Pakistan-linked cyber groups target Indian government and military

The cybersecurity landscape in India is becoming increasingly hostile, with a sharp rise in ransomware and other cyberattacks targeting various sectors. A recent report by Seqrite, in collaboration with the Data Security Council of India (DSCI), sheds light on the growing threat and sophistication of these attacks.

Ransomware attackers are constantly updating their tactics to bypass traditional security measures. Seqrite's report indicates a concerning trend where one in every 650 security detections is linked to ransomware incidents.

The report highlights a significant uptick in cyberattacks from Pakistan-linked Advanced Persistent Threat (APT) groups like SideCopy and APT36 (Transparent Tribe). These groups are not only targeting Indian government and military bodies but are also launching spear-phishing campaigns such as Operation RusticWeb and FlightNight, especially alarming during the election period.

The first quarter of 2024 saw over 2,900 disruptive attacks, including DDoS attacks, website defacement, and database leaks, orchestrated by more than 85 Telegram-based hacktivist groups.

Broader cybersecurity trends
According to Arete's Crimeware report, law enforcement agencies have been actively disrupting major RaaS groups like LockBit, leading to a more fragmented threat landscape. While LockBit and ALPHV are no longer the dominant players, other groups such as 8Base, BianLian, and Black Basta have become more prominent.

The trend of fewer organizations paying ransoms continues.

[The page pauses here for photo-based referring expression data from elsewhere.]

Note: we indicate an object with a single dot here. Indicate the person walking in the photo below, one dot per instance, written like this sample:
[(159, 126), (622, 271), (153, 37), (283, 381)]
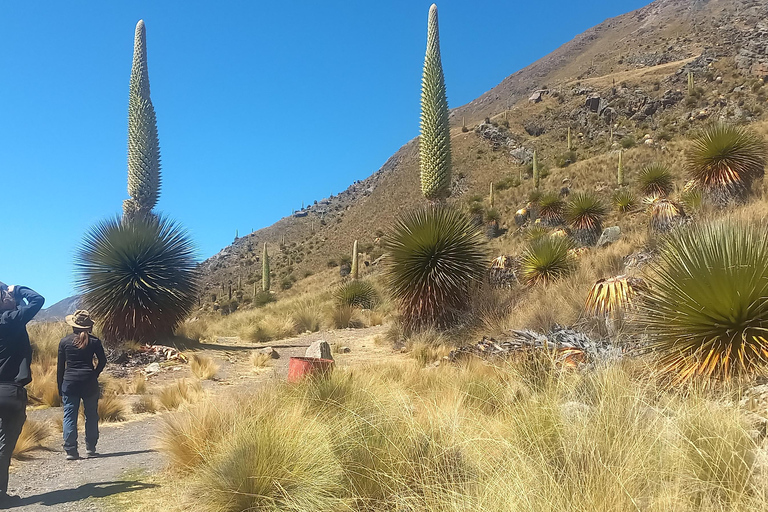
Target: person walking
[(78, 380), (18, 305)]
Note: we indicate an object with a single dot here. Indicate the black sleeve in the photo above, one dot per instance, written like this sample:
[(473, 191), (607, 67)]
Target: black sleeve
[(61, 365), (102, 358), (35, 301)]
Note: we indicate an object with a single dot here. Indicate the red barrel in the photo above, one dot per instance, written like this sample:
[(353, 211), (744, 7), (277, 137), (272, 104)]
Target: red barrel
[(300, 367)]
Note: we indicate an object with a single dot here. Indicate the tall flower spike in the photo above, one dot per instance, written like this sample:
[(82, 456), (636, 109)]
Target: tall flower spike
[(143, 145), (435, 140)]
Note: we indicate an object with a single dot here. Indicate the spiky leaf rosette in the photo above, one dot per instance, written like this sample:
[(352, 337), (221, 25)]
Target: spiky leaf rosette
[(435, 139), (143, 144), (547, 259), (706, 308), (624, 200), (434, 255), (585, 212), (725, 160), (138, 277), (551, 209), (655, 180)]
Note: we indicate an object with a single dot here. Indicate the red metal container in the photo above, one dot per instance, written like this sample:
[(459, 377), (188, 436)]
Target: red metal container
[(300, 367)]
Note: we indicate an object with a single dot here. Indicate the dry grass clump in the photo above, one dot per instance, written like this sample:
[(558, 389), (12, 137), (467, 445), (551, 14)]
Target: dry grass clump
[(182, 391), (203, 367), (31, 438), (476, 437)]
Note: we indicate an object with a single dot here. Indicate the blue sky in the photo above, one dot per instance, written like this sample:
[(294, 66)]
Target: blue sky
[(260, 105)]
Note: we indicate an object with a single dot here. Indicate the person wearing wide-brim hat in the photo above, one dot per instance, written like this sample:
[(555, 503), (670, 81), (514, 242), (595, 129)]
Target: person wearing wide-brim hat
[(78, 380)]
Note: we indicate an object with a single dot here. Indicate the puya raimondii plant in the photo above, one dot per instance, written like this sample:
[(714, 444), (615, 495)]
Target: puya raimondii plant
[(435, 139), (143, 144)]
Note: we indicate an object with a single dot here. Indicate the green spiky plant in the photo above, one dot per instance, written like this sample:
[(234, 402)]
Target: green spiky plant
[(435, 139), (265, 280), (655, 180), (624, 200), (434, 256), (620, 171), (137, 278), (354, 270), (360, 293), (584, 212), (551, 209), (706, 308), (143, 144), (546, 259), (725, 160)]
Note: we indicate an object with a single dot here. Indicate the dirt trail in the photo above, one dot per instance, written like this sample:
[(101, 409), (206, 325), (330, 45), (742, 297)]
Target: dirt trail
[(128, 458)]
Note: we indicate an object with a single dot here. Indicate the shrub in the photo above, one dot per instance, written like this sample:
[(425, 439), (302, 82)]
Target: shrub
[(435, 254), (138, 277), (725, 160), (357, 293), (624, 200), (705, 308), (584, 212), (655, 180), (203, 367), (546, 260), (551, 209)]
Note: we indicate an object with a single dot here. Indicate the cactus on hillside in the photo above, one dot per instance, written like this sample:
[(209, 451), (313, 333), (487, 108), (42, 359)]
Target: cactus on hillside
[(143, 145), (354, 261), (435, 139), (620, 171), (265, 270)]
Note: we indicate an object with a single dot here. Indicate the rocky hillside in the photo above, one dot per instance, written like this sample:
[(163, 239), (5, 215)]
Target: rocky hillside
[(621, 84)]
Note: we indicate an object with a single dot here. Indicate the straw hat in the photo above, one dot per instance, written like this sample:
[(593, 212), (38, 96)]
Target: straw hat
[(80, 319)]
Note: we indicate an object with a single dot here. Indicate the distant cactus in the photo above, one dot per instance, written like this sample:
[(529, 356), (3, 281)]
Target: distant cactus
[(143, 145), (265, 270), (620, 172), (435, 140), (490, 196), (354, 272)]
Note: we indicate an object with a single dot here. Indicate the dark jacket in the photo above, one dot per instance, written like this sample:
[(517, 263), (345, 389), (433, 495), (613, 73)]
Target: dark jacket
[(15, 350), (76, 374)]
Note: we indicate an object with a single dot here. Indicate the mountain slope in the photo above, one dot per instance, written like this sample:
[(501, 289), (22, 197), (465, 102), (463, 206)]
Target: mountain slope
[(614, 83)]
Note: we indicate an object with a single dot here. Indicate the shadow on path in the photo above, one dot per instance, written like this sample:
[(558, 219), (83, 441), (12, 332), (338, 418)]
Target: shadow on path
[(95, 490)]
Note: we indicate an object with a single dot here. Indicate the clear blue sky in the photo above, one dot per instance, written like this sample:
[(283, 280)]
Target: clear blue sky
[(260, 105)]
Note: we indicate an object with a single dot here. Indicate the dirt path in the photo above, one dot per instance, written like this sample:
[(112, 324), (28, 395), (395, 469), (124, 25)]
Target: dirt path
[(129, 460)]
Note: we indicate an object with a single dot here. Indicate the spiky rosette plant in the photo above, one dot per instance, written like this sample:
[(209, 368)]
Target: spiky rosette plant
[(624, 200), (551, 209), (143, 144), (435, 139), (655, 180), (706, 309), (584, 213), (434, 256), (137, 277), (725, 160), (546, 259)]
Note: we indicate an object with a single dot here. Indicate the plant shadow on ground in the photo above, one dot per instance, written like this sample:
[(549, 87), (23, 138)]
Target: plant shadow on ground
[(92, 490)]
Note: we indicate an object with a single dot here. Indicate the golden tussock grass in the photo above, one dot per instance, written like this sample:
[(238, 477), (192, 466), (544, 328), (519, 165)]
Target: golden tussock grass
[(203, 367), (31, 438), (514, 437)]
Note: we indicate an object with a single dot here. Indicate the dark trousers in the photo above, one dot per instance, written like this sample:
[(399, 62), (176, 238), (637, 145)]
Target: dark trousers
[(13, 414), (71, 402)]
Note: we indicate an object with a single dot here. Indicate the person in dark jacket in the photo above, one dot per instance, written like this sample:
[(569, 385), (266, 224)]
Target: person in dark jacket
[(79, 381), (18, 305)]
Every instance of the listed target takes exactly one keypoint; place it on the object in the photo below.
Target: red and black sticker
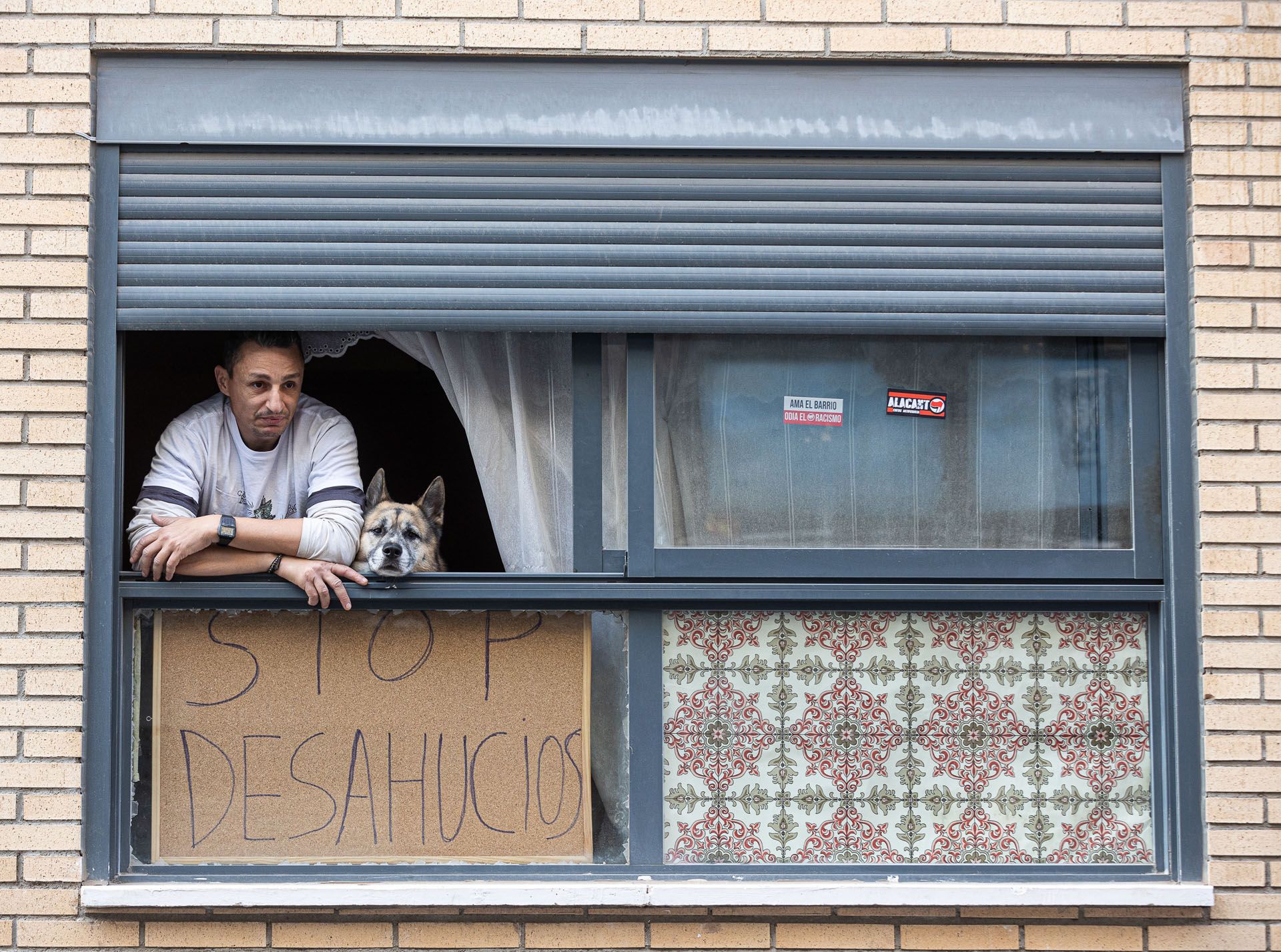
(916, 403)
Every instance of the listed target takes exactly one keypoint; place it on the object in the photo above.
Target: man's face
(263, 390)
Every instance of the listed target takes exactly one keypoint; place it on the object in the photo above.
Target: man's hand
(178, 537)
(317, 578)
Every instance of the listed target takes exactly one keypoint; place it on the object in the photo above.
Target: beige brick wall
(1233, 50)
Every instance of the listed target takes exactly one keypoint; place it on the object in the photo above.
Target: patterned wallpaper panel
(906, 737)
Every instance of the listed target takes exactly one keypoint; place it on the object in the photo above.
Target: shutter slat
(640, 242)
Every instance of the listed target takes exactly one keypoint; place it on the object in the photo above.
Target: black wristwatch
(226, 530)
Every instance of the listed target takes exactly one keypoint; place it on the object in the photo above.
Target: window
(851, 641)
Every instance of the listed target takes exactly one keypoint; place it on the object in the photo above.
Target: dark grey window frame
(1158, 576)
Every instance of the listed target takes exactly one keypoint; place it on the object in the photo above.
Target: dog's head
(401, 537)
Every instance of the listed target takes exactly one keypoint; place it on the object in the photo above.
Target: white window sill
(634, 893)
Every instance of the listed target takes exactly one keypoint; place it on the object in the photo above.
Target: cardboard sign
(370, 736)
(916, 403)
(814, 412)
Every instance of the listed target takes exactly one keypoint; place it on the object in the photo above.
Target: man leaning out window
(256, 478)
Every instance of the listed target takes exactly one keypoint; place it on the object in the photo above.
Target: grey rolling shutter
(642, 242)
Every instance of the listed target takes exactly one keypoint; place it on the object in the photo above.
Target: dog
(400, 537)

In the first quarter of 2024, only 34 per cent of Arete's engagements involved ransom payments, highlighting a shift in how organizations are handling these incidents.

A report by Barracuda, Cybernomics 101, revealed that 71 per cent of surveyed organizations experienced a ransomware attack in the past year, with 61 per cent opting to pay the ransom. The survey, which included insights from ethical hackers, identified the most commonly exploited attack vectors and emphasized the importance of proactive monitoring and attack detection.

“While the Cybernomics 101 research underscores the harsh reality of suffering a data breach, it also underscores that organizations are not powerless," said Fleming Shi, CTO, Barracuda. "Proactive monitoring and attack detection to prevent progression to more severe stages like data exfiltration or ransomware is key. By preparing for these scenarios today, organizations can significantly reduce the impact and cost of these incidents.”